Have you ever seen a nautical movie and dreamed of living a sailor’s life? We dream that silly dream because we don’t really understand how hard their job really was.

No matter how cold and wet you were (very and always), you still had to do the back-breaking work – and on a terrible diet, too!

Imagine working 100 feet up a telephone pole during a hurricane, except the pole is attached to a skateboard and your job is to tie ropes together. No gloves, no shoes, and a wet, cold rope. And all you had to eat that day was bread that required soaking in water just to make it digestible.

You did this every day for two years. Your home when you weren’t working (a mere eight hours per day) was a dark, moldy corner at the bottom of the ship. Oh, and when you wore through your clothes? You made your new ones from ruined sails, or a roll of fabric you brought on board when you left Boston the year before.

Unsurprisingly, the whip didn’t motivate

Surprisingly, sailors usually went about their work with pep in their step.

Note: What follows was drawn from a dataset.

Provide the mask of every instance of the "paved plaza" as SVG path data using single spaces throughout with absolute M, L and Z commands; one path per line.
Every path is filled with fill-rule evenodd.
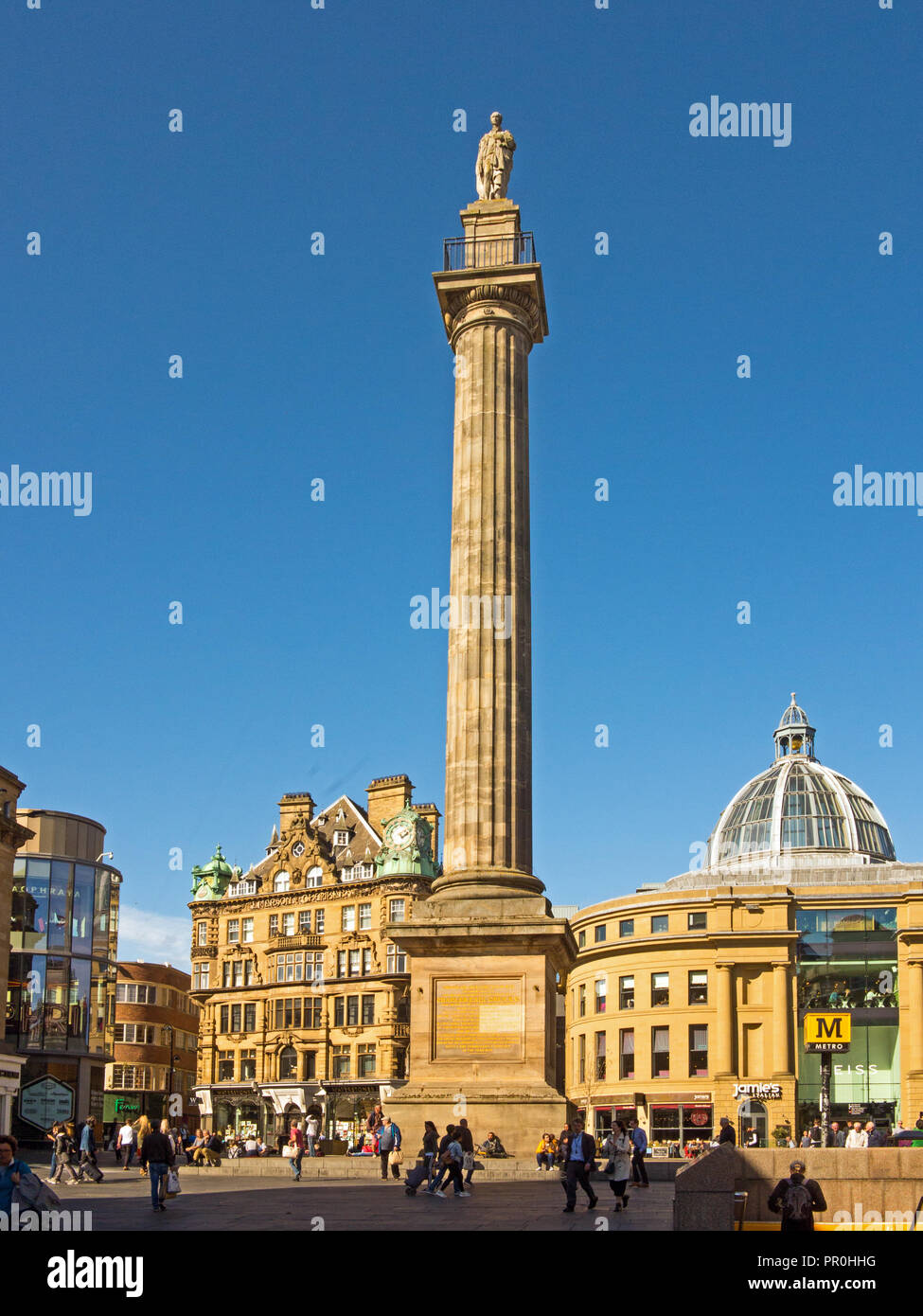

If it was possible to get a crew to want to work under these conditions, how hard can it be to get Cindy from accounting to stop annoying everyone and just do her job?

Of course they used the stick a lot back then – a whip in fact. And it was perfectly legal. The ship’s captain had authority like no other boss, but surprisingly, the stick was an ineffective motivator.

A crew that felt harm done could retaliate by working at a ‘normal’ speed. (they were just as petty in the 18th century as we are today, after all). If you’ve ever “showed them” by doing an absurdly thorough job to make a 10 minute task take three hours, you know what I’m talking about.

Or, the crew could also really embarrass their captain by being methodical when docking (a job that requires split-second timing) and cause the ship to smack into the dock or another boat. And the captain couldn’t punish someone for doing his job thoroughly, now could he?

Sailors found singing builds camaraderie

All this in mind, the first officer (who was really the chief motivation officer) needed to find better ways to pep up his crew. One way was singing.

Recent studies have shown that singing works — Marching To The Beat Of The Same Drummer Improves Teamwork, (Association for Psychological Science, Jan. 28, 2009) and Is There a Dark Side to Moving in Sync? (Science Daily, USC Marshall School of Business, Jan. 11, 2012) — and so does marching and chanting.

While hauling up an anchor chain, for instance, a song was worth two men. The rhythm of the tune and camaraderie it encouraged got everyone to work in unison – and nothing lightens a load like cooperation, something no whip can force.

To apply this principle today, your office doesn’t have to sound like a pirate bar on a Friday night. Any type of cooperative task works, even if it’s taking a walk or doing a community crossword puzzle. According to studies, the team bond forged during these tasks remains when the employees go back to their desks.

Getting your crew to at “with a will”

Sailors have an expression: when they wanted to do something quickly, they did it “with a will.”

The role of a leader is to get his crew to act “with a will,” and if it takes a song, sing. Eat together, or sit around and just talk – almost anything works as long as it’s fun and requires participation.

As the leader of a team, it’s up to you to get that team working in unison, and you can use proven psychology to your advantage. If you aren’t in charge yet, use this technique to become the de facto team leader and soon the title will follow.

Unfortunately, you can’t beat your employees anymore, so you need to get them to sing instead and they will want to pull “with a will.”